A problem they’ve been dragging on for a long time
We must start from the principle that thermal drowning is a negative consequence of highly integrated systems. The reason for this is that where we had several different pieces, we now only have one, which causes when one component increases in temperature more than normal, it ends up affecting the rest the same. So, in the end, the chip’s temperature-regulation mechanisms must lower the clock speed of neighboring components, thereby reducing the performance that each of them can achieve.
However, this trend is common in the industry and if there is something we should point out, it is Lincoln’s famous quote. That is, you can fool a few all the time, but not all the time. From what we know, we knew the problem was with the industrial designs of Apple computers.

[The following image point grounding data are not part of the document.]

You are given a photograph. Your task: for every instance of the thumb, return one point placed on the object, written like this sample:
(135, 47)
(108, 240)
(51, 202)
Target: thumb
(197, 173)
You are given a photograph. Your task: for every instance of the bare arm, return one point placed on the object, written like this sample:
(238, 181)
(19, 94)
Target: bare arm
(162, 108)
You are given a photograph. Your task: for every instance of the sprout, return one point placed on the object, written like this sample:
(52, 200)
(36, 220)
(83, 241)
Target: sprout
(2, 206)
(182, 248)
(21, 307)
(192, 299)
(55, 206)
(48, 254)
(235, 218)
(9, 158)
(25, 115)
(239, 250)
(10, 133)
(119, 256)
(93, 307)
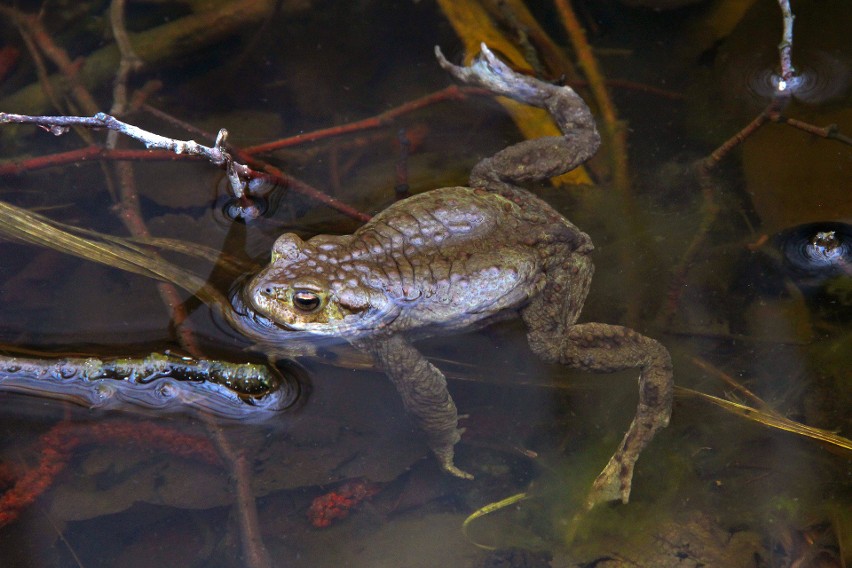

If an Intel Core 12 is placed in the same design as a MacBook Pro M2, the H models with 45 W of TDP would already be discarded and one would have to opt for the 28 WP models with significant reductions in clock speed.
The inability of a business laptop to constantly keep a 30W processor cool is disturbing to say the least. Yes, the computer is very nice and all that. Is it really worth a laptop over 1500 dollars that does not work at full capacity all the time we use it?